The Kaiserreich mod has the same combat as Hearts of Iron 4

However, Kaiserreich’s best innovation is its new focus trees. In the vanilla game, focus trees pull your focus away from Hearts of Iron IV’s core mechanics by offering up rewards that replace the need to engage with many of the game’s systems in the first place.

As we argue in our Hearts of Iron 5 wishlist, “why would you bother actually building infrastructure, researching tech, or engaging in diplomacy, when you can wait for the relevant focus tree item to do it for you?” Sure, you’re still directing your chosen nation, but you’re guiding it along predetermined tracks rather than forging your own path.

Kaiserreich’s focus trees are a lot more reactive. Entire sections are locked off during timely events like elections or while brokering peace deals. This is great for more thematic sections of the focus tree, because it forces you to start exploring economic or research-boosting paths while critical events pan out. Kaiserreich also swaps out some of the concrete rewards provided by focus trees and replaces them with temporary bonuses, ensuring you’re always in touch with the mechanics that keep Hearts of Iron IV moving.
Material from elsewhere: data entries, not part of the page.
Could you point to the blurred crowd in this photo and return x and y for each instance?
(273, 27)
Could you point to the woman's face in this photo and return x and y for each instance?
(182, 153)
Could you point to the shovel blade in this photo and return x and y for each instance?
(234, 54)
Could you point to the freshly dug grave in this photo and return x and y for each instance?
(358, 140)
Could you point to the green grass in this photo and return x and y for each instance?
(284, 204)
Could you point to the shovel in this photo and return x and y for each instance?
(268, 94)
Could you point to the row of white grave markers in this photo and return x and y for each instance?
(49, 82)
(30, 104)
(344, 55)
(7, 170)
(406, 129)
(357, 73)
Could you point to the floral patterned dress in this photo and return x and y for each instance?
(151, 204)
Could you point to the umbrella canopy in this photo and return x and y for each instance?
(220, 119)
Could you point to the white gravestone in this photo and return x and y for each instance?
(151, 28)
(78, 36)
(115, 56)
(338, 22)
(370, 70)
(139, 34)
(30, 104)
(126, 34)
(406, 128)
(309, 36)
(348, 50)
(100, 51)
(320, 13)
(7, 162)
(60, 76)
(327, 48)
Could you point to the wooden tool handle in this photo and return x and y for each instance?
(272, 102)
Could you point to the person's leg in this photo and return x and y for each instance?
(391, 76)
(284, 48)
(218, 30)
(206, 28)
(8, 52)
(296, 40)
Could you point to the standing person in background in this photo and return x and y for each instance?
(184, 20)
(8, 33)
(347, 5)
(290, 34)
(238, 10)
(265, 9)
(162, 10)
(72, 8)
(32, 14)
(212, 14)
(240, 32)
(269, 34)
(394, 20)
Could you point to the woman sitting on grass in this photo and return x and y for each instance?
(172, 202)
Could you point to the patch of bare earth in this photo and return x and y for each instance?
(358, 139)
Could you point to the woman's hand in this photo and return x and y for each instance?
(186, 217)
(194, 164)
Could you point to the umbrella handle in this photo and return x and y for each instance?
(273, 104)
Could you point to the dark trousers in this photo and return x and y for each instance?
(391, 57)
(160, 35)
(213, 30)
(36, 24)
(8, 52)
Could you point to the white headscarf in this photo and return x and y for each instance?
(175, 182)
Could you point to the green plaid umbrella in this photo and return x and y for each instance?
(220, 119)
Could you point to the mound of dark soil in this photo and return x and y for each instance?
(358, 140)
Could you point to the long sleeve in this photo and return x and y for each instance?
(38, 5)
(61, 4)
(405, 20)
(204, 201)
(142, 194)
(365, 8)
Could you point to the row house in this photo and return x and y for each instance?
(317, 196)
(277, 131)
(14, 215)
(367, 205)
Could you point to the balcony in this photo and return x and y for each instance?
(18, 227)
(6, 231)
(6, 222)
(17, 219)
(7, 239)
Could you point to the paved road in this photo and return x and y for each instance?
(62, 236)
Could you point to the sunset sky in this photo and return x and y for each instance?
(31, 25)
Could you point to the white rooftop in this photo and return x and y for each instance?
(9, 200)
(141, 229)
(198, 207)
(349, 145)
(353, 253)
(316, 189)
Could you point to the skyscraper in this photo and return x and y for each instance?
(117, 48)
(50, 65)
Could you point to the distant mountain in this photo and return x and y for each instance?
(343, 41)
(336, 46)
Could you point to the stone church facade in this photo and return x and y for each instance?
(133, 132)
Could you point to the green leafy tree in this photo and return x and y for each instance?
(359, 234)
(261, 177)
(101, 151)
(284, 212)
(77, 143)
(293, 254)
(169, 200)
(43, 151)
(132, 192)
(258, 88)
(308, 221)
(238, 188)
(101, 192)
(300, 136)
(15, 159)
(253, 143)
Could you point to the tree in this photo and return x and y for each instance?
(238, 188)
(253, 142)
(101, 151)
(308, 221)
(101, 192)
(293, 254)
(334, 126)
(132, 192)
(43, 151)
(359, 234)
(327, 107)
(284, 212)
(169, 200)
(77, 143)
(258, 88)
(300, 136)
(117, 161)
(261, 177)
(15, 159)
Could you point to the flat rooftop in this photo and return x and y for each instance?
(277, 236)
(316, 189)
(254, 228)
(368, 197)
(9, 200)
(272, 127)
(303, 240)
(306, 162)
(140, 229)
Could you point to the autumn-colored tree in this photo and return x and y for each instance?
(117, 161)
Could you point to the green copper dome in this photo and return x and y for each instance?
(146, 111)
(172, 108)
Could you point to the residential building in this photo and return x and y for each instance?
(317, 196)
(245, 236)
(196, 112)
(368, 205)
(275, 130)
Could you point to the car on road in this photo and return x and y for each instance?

Hearts of Iron 4 Kaiserreich mod's Austria-Hungary tree features lots of tangents and conditional paths

It’s not perfect. The Austria-Hungary tree, for example, features enough tangents and conditional paths that you’ll need to put in some research to reach a specific end point. But this reinforces how intertwined with proactive play Kaiserreich is: you’re not meant to create specific scenarios, you’re meant to be immersed in an alt-history strategy sandbox.

It goes to show how powerful a good story can be, because Kaiserreich doesn’t do much to mess with Hearts of Iron IV’s core mechanics outside of tweaking the focus trees. There are no new or different techs to research; the combat and logistics systems are unchanged; and diplomacy, economics, and espionage function pretty much as they do in the vanilla game.

Not to trivialise the presence of an entirely different world history – the result of thousands of events, decisions, country tags, and more that have gone into making Kaiserreich work so seamlessly – but as noticeable as the setting is, what really stands out about Kaiserreich when you compare it to other overhaul mods, is that it’s so similar to the base game. Road to ‘56 changes pretty much everything about Hearts of Iron IV, while Old World Blues ports the entire game into the Fallout timeline, making wholesale changes to its economic, political, and military frameworks in the process.

The Australia decision in Hearts of Iron 4's Kaiserreich mod

Kaiserreich’s power is in offering a familiar, believable setting that’s free from the rigidity of history. It lets you explore and flex your leadership muscles however you want, and the mod supports those choices in ways the vanilla game sometimes struggles to. If you’re looking for something to make Hearts of Iron IV fun again then Kaiserreich is a great place to start.

Just a quick thing to note before you rush to the Steam Workshop page: at the time of writing, Hearts of Iron 4 Kaiserreich hasn’t been updated in line with the 1.11 ‘Barbarossa’ patch. You’ll need to roll your install version back to the 1.10.8 Collie beta branch to play the mod for now.